Fifth topic: Pangarap lang kita and Kuyang nakakatakot sa bus

Remember pangarap lang kita on my rank? I miss him. He's real for the record. I cannot forgetthe fact that he has been my crush last summer. He is still now. I know... Salawahan ako at the moment. Pero "pangarap lang kita" is still a "pangarap ko lang". I barely see him at school. He's not my classmate at any of my subjects except thesis, a universal course for me and my batchmates. I wish there will be a chance for a communication with him. I miss seating close with him. I even reached a point where I go GaGa about him that I didn't care about his height lower than mine. Yes, I like/d him even though he's not my ideal guy.

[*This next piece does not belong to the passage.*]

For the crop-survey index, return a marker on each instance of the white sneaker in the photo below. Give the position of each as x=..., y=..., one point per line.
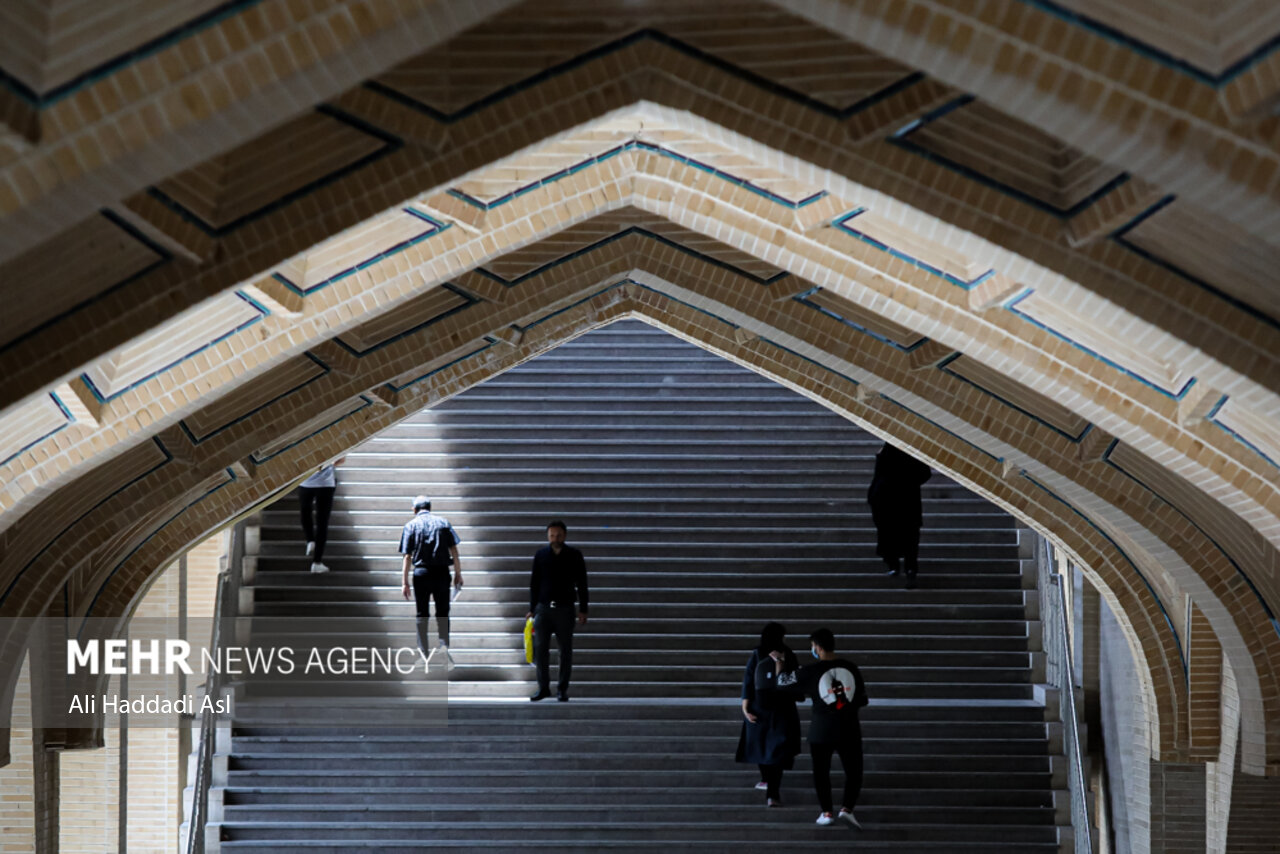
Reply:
x=448, y=657
x=848, y=817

Kuyang nakakatakot, on the other hand, made me worried yesterday. I got on a bus with him. Eh ang problema, masyado akong maganda. YES, IT's A MAJOR PROBLEM. Kidding aside, he wanted to know my name and number. He's actually planning to text me every night! O_O Of course, I declined. I didn't give him my number. He got my e-mail add too but I gave a fake one. Well, it's close to my e-mail address ahsirk81. I gave him ahsirk18. He also gave me his number. He reminded me to text him. Aba! Bahala siya! I'm not planning to contact him anytime soon.

He kept on insisting of getting my number. I, on the other hand, kept on declining. This time he asked if my boyfriend will be mad if I gave him my number. A bulb lit in my head at that moment. I answered him "Yes, he will." He got quiet for a moment and insisted again on getting my number. This time, he told me to just label him as my kumare. WHAT?! He's persuading my to cheat on my imaginary boyfriend?! I told him I'm loyal with. I won't cheat on "Ga".

He asked for my course. I told him it's ECE. There are some things that I would tell him for real of course. I'm not the kind of person who lies for a purpose. White lies are excused of course. He shared his career too which was programming. I told him I had a hard time in my programming class. He got me there. Sabi niya, "That's why you should give me your number. I can schedule a tutorial for you some time and help you in your programming subject." Taga-STI po siya at taga-UP po ako. Not being discriminatory but yes, I am silently discriminating him. Para makabawi, I just blurted out, "Ay, Computer Engineering si boyfriend eh." I didn't know what came up in my mind that time. I'm thinking of K and not my "Ga". For the second time, natahimik si Kuya. Yes! 2 points for Krisha!

Good thing that Papa (HAPPY FATHER'S DAY!) was there waiting for me when I left the bus. I ran to him immediately and did not look back. I know he followed me down. I guess, he followed my to make sure I was telling the truth that my dad is there waiting for me. Well, I WAS! I came home and told my mom about it first. I was worried my dad would not understand it. Wala lang, you know the feeling that a mother should know first because it's her that would greatly understand it.


Wow! I got a long post here. That's my month long journey. I thought to create a short post first but hey! I got it all done happily. No dull moment for the whole month. Thanks to BondEEES, pangarap lang kita and K most especially. You made that one month span a wonderful treat for me. ♥ ♥ ♥ I hope these blessings will keep on coming. 'Gotta take a mass at EDSA shrine soon!

Thank you Lord for the LOVE and blessings.